Something that never fails to trip me up and that I have to google every single time I want to do it is when using PHP variables inside of a string.
For example, suppose I want to output some options to be used in a dropdown of different date formats. The first tactic that always comes to mind is to do this:
echo '<option value="short">' . esc_html( $short_date ) . '</option>
<option value="medium">' . esc_html( $medium_date ) . '</option>
<option value="long">' . esc_html( $long_date ) . '</option>' );
The Faster, Better Way
But it’s annoying to have to interrupt the string every time you want to insert a variable. So instead, you can just do this:
echo "<option value='short'>$short_date</option>
(Note that in this example I’m assuming that you’ve already escaped the variables beforehand.)
The key is to use double quotes around your string; single quotes won’t work. This is contradictory to how PHP strings are typically written, and is likely why I can never remember the proper syntax.

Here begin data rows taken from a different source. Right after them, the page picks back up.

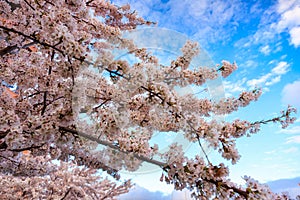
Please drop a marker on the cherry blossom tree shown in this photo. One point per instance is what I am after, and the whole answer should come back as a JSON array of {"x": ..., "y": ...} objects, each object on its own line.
[{"x": 46, "y": 152}]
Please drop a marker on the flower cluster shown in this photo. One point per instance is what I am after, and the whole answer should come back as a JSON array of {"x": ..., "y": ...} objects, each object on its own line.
[{"x": 100, "y": 112}]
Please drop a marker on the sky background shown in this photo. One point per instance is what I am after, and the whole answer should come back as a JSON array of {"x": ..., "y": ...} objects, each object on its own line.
[{"x": 263, "y": 38}]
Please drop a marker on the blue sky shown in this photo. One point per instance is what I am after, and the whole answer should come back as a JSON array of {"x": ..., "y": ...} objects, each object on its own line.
[{"x": 263, "y": 38}]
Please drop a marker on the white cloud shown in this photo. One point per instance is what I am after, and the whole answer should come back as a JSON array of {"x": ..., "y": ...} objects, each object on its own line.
[
  {"x": 281, "y": 68},
  {"x": 291, "y": 130},
  {"x": 293, "y": 139},
  {"x": 289, "y": 19},
  {"x": 260, "y": 81},
  {"x": 208, "y": 21},
  {"x": 295, "y": 36},
  {"x": 291, "y": 94},
  {"x": 273, "y": 81},
  {"x": 291, "y": 150},
  {"x": 272, "y": 77},
  {"x": 265, "y": 49},
  {"x": 284, "y": 5},
  {"x": 237, "y": 86},
  {"x": 283, "y": 17}
]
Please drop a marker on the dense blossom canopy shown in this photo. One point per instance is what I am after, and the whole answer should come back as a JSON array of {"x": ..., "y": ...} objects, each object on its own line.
[{"x": 46, "y": 151}]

The difference between single and double quotes is an important one though – double quotes around a string means that its content will be evaluated, and those variables will be swapped out with their corresponding values when executed. Single quotes just spit out whatever text is between them.
I know this is probably second nature for seasoned PHP developers, but it’s a subtlety that I always seem to have difficulty remembering. Hopefully, now that I’ve written a post about it, I’ll finally be able to retain this information.